Josée Masse devait ainsi quotidiennement faire preuve de doigté pour faire respecter la loi fédérale en matière d'inspection. «Certains camionneurs très pressés me disaient: "Ôte-toi de là! Tu veux faire ma job et débarquer les cochons? " Je rapportais la situation à mes supérieurs, qui me répondaient: "Mais ils sont fatigués, les gars, Josée." Un jour, j'ai vu un camionneur qui faisait sauter les cochons du haut de sa passerelle. Je suis allée voir le vétérinaire qui, heureusement, a fini par lui crier: "Arrête ça tout de suite! Ce ne sont pas des chevreuils! "»

«La vitesse tue»

Au Québec, un abattoir moderne de porc tue en moyenne 600 bêtes à l'heure. Un rythme effréné que les inspecteurs doivent suivre pour repérer les carcasses problématiques.

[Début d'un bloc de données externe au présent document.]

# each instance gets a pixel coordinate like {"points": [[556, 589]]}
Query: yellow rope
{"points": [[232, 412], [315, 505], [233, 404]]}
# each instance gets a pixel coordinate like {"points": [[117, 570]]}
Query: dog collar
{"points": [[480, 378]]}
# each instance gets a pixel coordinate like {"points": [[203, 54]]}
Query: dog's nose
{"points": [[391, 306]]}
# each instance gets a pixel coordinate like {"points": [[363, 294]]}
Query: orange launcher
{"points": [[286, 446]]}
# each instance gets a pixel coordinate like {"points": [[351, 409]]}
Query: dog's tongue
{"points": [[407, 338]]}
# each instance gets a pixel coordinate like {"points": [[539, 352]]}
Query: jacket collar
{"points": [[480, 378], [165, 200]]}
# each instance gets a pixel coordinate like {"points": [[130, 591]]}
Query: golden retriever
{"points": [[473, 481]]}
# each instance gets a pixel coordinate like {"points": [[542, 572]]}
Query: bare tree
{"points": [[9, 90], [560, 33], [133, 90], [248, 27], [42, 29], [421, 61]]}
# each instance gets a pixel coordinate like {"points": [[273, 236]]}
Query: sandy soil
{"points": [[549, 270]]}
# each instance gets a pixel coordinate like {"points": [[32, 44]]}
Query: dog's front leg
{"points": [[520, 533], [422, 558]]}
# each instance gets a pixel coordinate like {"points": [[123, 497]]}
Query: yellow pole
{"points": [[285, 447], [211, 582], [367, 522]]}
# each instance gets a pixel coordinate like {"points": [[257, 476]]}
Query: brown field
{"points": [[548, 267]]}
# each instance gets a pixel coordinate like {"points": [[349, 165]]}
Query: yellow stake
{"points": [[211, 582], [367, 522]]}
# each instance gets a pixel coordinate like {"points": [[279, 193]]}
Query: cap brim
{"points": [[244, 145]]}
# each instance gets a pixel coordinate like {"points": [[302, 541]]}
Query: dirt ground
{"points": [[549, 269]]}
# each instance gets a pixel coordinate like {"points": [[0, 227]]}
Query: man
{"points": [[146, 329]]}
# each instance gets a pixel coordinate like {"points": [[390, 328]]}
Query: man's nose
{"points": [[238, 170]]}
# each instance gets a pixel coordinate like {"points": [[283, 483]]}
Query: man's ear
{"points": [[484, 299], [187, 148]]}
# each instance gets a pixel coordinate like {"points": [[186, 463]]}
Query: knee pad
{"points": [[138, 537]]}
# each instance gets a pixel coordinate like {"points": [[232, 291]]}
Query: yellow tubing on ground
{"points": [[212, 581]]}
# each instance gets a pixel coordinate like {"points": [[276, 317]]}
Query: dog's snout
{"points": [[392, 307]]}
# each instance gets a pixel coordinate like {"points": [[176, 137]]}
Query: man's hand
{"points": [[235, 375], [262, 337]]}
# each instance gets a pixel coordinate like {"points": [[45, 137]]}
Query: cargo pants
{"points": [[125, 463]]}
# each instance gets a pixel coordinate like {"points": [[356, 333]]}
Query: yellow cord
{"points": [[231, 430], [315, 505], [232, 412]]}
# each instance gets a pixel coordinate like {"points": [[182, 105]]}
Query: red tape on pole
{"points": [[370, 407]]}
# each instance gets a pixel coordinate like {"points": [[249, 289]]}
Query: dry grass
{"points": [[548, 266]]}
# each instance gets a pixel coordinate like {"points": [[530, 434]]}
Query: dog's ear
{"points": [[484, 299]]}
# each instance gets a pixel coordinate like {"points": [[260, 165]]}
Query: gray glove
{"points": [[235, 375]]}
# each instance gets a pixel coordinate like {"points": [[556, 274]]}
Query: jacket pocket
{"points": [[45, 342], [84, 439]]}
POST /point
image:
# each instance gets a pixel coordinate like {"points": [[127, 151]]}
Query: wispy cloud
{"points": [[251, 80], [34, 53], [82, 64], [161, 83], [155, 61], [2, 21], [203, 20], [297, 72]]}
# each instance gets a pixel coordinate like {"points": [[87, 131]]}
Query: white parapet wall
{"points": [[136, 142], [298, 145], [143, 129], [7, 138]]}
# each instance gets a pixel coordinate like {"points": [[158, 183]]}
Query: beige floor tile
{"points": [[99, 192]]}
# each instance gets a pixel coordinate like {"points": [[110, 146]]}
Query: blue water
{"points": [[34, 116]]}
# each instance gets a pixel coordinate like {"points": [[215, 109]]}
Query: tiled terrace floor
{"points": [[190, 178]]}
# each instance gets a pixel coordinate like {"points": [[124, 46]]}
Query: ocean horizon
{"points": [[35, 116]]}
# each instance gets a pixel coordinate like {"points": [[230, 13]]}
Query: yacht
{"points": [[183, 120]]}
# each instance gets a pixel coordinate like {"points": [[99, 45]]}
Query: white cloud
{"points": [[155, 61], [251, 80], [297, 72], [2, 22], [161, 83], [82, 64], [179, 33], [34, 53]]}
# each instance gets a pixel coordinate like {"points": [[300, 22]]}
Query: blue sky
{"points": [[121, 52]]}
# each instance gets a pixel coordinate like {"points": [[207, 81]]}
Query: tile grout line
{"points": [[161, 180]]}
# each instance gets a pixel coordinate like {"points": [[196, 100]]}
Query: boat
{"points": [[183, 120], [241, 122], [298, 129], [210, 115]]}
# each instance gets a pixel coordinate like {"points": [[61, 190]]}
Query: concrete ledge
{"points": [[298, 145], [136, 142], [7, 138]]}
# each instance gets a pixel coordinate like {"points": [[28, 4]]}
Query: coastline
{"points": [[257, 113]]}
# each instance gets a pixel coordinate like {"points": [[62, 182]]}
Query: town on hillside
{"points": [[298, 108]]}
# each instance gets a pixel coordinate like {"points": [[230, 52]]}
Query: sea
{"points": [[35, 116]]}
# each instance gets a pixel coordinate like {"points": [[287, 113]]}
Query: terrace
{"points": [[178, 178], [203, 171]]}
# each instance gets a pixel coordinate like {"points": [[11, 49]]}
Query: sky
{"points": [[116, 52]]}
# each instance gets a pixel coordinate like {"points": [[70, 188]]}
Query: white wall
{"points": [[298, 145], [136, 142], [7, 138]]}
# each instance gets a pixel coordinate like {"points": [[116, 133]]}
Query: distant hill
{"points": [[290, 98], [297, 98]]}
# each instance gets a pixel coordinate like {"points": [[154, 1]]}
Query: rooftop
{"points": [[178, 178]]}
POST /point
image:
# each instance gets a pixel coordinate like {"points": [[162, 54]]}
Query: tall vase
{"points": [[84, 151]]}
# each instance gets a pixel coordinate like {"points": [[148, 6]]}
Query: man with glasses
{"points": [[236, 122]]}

«Arrangez-vous pour voir les pneumonies, les infections, les parasites, etc. Il faut tout identifier!», lance Josée Masse. «Tu as juste le temps de te retourner et une pile de carcasses de cochons superposés est devant toi», dit-elle.

« "Madame Brigitte Bardot! Elle se prend pour une autre et pense qu'elle va tout contrôler!" J'arrête la chaîne et ils la repartent. Personne n'était là pour m'appuyer, jusqu'à ce que le vétérinaire intervienne enfin!», dit Josée Masse.

Elle dit avoir été victime, mais aussi témoin, à de nombreuses reprises d'intimidation de la part d'employés des abattoirs où elle a travaillé. «Des collègues inspectrices se sont déjà fait dire qu'elles pourraient se faire ralentir sur la route. Moi, on m'a dit: "Fais attention, j'ai vu de l'huile en dessous de ton char." J'ai vu des vétérinaires pleurer et se faire cracher au visage. Mais ce qui me reste en tête, c'est l'indifférence des employés des compagnies et de l'ACIA face à la cruauté animale», lance-t-elle.

Malgré des conditions de travail difficiles, Josée Masse a décidé de ne pas baisser les bras. «On se méfiait de moi plus que d'autres inspecteurs. Défendre les animaux était devenu ma cause. Je n'étais pas la seule, heureusement. Et il y a tout de même eu des condamnations.»

Le coup de grâce

Mais Josée Masse a fini par se décourager une première fois à la suite d'un cas de cruauté animale en 2007.

«Des poulets étaient mis sous mes yeux encore vivants dans des poubelles, car ils ne convenaient pas. J'ai rapporté ça à mon supérieur, qui m'a dit de ne plus aller là. J'ai demandé mon transfert à l'Agence, et ils m'ont dit de ne pas faire des caprices à tout bout de champ. J'étais devenue le problème. Et c'était plus facile de me faire taire que de faire changer les pratiques de l'entreprise», confie l'ex-inspectrice, qui a finalement dû se résoudre à reprendre du service jusqu'à ce qu'un autre événement la décide à démissionner pour de bon, en 2010.

«Un des cochons avait été mal saigné et bougeait encore. J'ai arrêté la chaîne, et un employé m'a crié en se frappant sur la poitrine: "Qu'est-ce que tu fais là? Il finira de mourir dans l'eau bouillante!" J'ai alors commencé à me faire régulièrement insulter. Je ne dormais plus. La compagnie m'a demandé de ne pas ébruiter l'affaire. Quand j'ai vu que l'Agence ne me protégeait pas, j'ai démissionné», conclut Josée Masse.